Agora, mesmo com os processos que o ex-presidente enfrenta na Justiça, a expectativa é grande pelos próximos movimentos de Lula, se ele não puder ser o candidato do PT em outubro.
"A capacidade de transferência de votos vai estar no próprio Lula, e não no espólio dele", afirma Teixeira. "O que vai dizer concretamente como as coisas vão se desdobrar, confirmada a ausência de Lula, é para quem ele pessoalmente vai se movimentar para transferir esses votos. Não é uma construção fácil. É aquela velha história: o carisma é da pessoa, não é transferível automaticamente para ninguém."
“Lembro-me do velho [Leonel] Brizola [1922-2004]”, acrescenta Teixeira. “Ele, como ninguém, conseguia pedir a seus eleitores que votassem em quem apoiava. O próprio Lula foi beneficiário disso em 1989.”
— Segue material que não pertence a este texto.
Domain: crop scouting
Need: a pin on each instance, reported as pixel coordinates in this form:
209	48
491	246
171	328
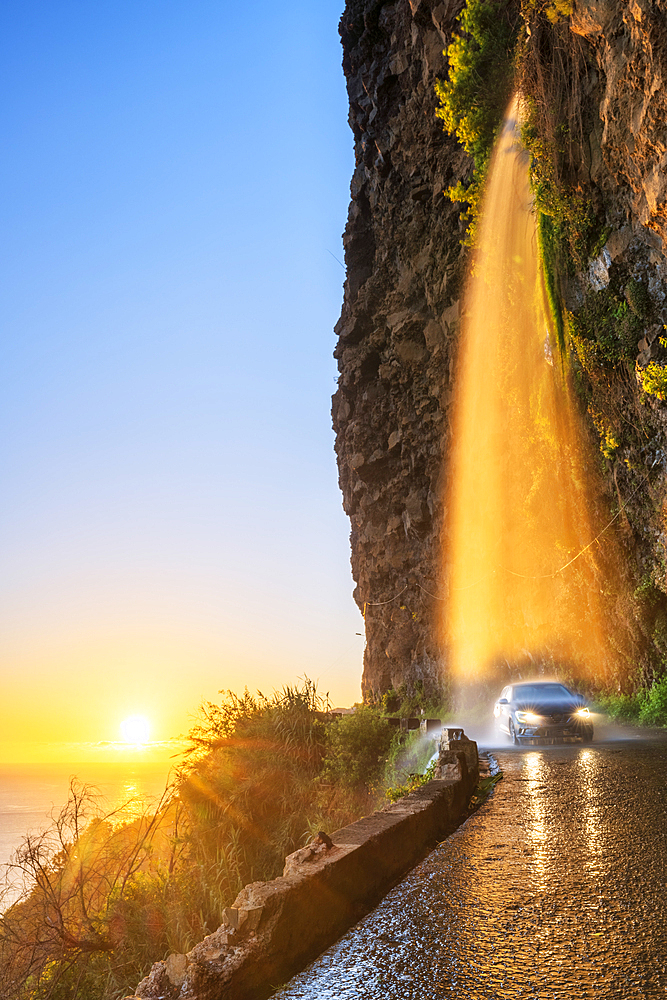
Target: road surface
555	888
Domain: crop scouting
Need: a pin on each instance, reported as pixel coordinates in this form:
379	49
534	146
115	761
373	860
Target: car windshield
540	692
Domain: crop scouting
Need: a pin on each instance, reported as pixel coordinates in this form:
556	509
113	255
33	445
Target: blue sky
176	179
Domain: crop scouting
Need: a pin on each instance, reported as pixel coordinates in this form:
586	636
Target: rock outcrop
274	928
397	331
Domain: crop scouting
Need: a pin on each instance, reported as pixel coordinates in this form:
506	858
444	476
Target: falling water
524	580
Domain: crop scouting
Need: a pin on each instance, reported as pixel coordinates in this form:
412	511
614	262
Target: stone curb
275	928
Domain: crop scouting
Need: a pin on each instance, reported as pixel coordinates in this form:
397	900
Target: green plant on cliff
475	95
653	379
103	901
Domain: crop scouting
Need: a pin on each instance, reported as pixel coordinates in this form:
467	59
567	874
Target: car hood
553	706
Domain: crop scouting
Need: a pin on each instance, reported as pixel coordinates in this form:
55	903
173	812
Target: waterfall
524	581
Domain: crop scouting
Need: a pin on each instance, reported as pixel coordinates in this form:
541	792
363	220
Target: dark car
544	711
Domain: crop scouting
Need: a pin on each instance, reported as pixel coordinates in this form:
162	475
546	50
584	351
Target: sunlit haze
524	577
176	181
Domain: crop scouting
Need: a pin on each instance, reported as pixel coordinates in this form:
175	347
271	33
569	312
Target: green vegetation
653	378
647	707
103	899
474	97
607	324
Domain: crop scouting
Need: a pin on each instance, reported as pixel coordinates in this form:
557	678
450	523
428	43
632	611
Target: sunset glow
136	729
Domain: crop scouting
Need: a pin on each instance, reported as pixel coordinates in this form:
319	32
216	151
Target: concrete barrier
275	928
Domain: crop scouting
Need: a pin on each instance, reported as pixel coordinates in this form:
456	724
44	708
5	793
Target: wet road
555	888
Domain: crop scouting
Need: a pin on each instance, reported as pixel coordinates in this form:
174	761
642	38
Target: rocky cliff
397	332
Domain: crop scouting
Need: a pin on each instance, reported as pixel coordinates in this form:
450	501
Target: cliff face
397	329
623	171
399	322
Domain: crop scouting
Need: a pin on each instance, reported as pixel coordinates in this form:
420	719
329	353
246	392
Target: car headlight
529	717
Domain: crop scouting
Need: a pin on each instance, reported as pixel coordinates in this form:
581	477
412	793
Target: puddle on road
554	889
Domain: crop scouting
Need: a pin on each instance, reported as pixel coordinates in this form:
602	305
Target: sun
135	729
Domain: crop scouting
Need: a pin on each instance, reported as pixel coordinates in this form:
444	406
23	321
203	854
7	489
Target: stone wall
275	928
397	331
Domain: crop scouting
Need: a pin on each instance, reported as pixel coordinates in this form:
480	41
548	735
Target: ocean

Ciro [Gomes, candidato do PDT à Presidência] já mostrou que, se precisar bater no PT, ele vai bater
Marco Antonio Carvalho Teixeira, cientista político da FGV-SP
Tanto o cientista político da FGV como a professora da Unicamp avaliam que a tendência que tem sido observada é de que os votos de Lula tendem a migrar mais fortemente para Ciro Gomes e Marina Silva. Mas Teixeira observa que a pré-candidata da Rede enfrenta a dificuldade de contar com uma estrutura partidária mais frágil.
Nas últimas semanas, Ciro Gomes fez declarações em que acenou de forma positiva a uma possível aliança tanto com Marina como com o ex-prefeito de São Paulo Fernando Haddad (PT). O pré-candidato brincou que uma chapa com o petista seria um "Dream Team" ("Time dos Sonhos"). Dias depois, voltou ao tema ao dizer que contar com Marina a seu lado seria formar o "Dream Team 2".
Legado e discurso
Além de superar divisões internas para se fortalecer, as forças de esquerda também encaram o desafio de recuperar o terreno perdido nos últimos anos.
No cenário de polarização política que o país vive hoje, as denúncias de corrupção contra os governos do PT e as críticas à ineficiência da máquina estatal serviram de munição para ataques de grupos mais à direita.
Carvalho Teixeira avalia que, por conta disso, a defesa do legado do governo Lula só vai estar presente na campanha se o PT tiver uma candidatura própria.
"Talvez o PCdoB também faça isso, porque sempre foi um partido leal nos governos do PT, mais até do que o próprio PT durante o processo de impeachment de Dilma. Mas o próprio Ciro já mostrou que, se precisar bater no PT, ele vai bater."
Já a pré-candidatura do líder do MTST (Movimento dos Trabalhadores Sem Teto) Guilherme Boulos tem, na opinião de Teixeira, o desafio de vencer as resistências que causou dentro do próprio PSOL e ainda de ampliar o alcance de seu discurso para além dos movimentos sociais.
"O Boulos vem do movimento social com demanda muito específica. Ele mobiliza um público mais à esquerda", afirma o cientista político. "A candidatura dele emerge de um segmento social que é importante, porém restrito em termos de diálogo com outros segmentos. Ele precisa dizer mais claramente para os demais segmentos da sociedade o que ele pretende enquanto presidente."
O professor acrescenta que, na campanha para as eleições de outubro, o discurso das forças de esquerda deve se concentrar em críticas ao governo Temer, em especial ao aumento do número de desempregados, à perda de renda e à uma deterioração da qualidade de vida, sobretudo nos grandes centros urbanos.
"Se a esquerda não apresentar uma alternativa a isso, ela fica sem capacidade de ser escutada", diz o cientista político. "A esquerda não pode continuar martelando o discurso tradicional, de projeto de Estado e socialismo, mas, sim, propostas pontuais ligadas à justiça social."